Wednesday, May 4, 2011

Growing nanotechnology like nature does

In this TED talk, Angela Belcher describes programming bacteria and viruses to grow batteries, solar cells and other nano technology at room temperature and pressure. Emulating the way abalone and other animals create shells using calcium, carbonate and proteins, the different virus-infected bacteria can produce nano structures and join them together.
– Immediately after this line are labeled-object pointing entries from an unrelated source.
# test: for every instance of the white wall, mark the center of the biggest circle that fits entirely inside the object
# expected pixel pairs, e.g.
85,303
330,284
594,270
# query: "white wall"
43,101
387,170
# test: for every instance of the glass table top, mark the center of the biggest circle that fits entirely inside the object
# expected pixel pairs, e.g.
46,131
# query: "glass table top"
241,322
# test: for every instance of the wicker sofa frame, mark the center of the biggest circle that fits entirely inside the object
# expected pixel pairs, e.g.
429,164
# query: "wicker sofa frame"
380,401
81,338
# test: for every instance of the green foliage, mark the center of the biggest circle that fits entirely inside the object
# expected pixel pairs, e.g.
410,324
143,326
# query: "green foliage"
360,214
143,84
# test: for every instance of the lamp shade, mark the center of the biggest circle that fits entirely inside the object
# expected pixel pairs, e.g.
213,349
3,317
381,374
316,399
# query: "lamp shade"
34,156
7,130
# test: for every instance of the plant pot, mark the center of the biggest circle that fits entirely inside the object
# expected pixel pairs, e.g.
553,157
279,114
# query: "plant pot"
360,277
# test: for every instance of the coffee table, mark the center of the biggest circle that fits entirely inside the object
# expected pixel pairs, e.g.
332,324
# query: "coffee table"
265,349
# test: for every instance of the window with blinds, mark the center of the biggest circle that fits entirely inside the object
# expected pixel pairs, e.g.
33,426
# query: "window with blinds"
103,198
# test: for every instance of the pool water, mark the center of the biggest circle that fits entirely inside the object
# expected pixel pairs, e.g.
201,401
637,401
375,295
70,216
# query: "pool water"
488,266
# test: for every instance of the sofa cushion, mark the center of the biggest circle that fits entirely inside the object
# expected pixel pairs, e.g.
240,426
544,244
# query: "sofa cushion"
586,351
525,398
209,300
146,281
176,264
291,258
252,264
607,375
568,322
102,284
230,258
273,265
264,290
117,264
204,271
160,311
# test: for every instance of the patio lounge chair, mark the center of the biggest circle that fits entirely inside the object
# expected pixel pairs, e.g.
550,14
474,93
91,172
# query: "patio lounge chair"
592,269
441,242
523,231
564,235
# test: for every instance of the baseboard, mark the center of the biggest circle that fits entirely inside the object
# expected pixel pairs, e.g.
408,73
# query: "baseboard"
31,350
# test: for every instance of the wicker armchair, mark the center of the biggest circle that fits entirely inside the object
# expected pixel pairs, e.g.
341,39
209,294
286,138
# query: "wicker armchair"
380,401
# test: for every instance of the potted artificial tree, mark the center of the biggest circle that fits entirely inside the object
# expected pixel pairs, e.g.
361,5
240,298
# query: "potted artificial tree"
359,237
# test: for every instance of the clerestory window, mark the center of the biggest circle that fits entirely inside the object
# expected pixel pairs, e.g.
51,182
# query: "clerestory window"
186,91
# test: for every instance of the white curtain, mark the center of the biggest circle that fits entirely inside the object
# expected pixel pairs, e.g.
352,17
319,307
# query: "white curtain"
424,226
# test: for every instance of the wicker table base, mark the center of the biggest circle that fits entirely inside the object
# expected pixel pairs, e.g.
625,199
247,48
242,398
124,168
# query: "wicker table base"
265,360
This talk reminds me of this part in the Life, The Universe and Everything:The Cosmic Conclusion to The Hitchhikers Guide to the Galaxy by Douglas Adams:

It was a large mattress, and probably one of quite high quality. Very few things actually get manufactured these days, because in an infinitely large Universe such as, for instance, the one in which we live, most things one could possibly imagine, and a lot of things one would rather not, grow somewhere. A forest was discovered recently in which most of the trees grew ratchet screwdrivers as fruit. The life cycle of ratchet screwdriver fruit it quite interesting. Once picked it needs a dark dusty drawer in which it can lie undisturbed for years. Then one night it suddenly hatches, discards its outer skin which crumbles into dust, and emerges as a totally unidentifiable little metal object with flanges at both ends and a sort of ridge and a sort of hole for a screw. This, when found, will get thrown away. No one knows what it is supposed to gain from this. Nature, in her infinite wisdom, is presumably working on it.
No one really knows what mattresses are meant to gain from their lives either. They are large, friendly, pocket-sprung creatures which live quiet private lives in the marshes of Squornshellous Zeta. Many of them get caught, slaughtered, dried out, shipped out and slept on. None of them seem to mind and all of them are called Zem.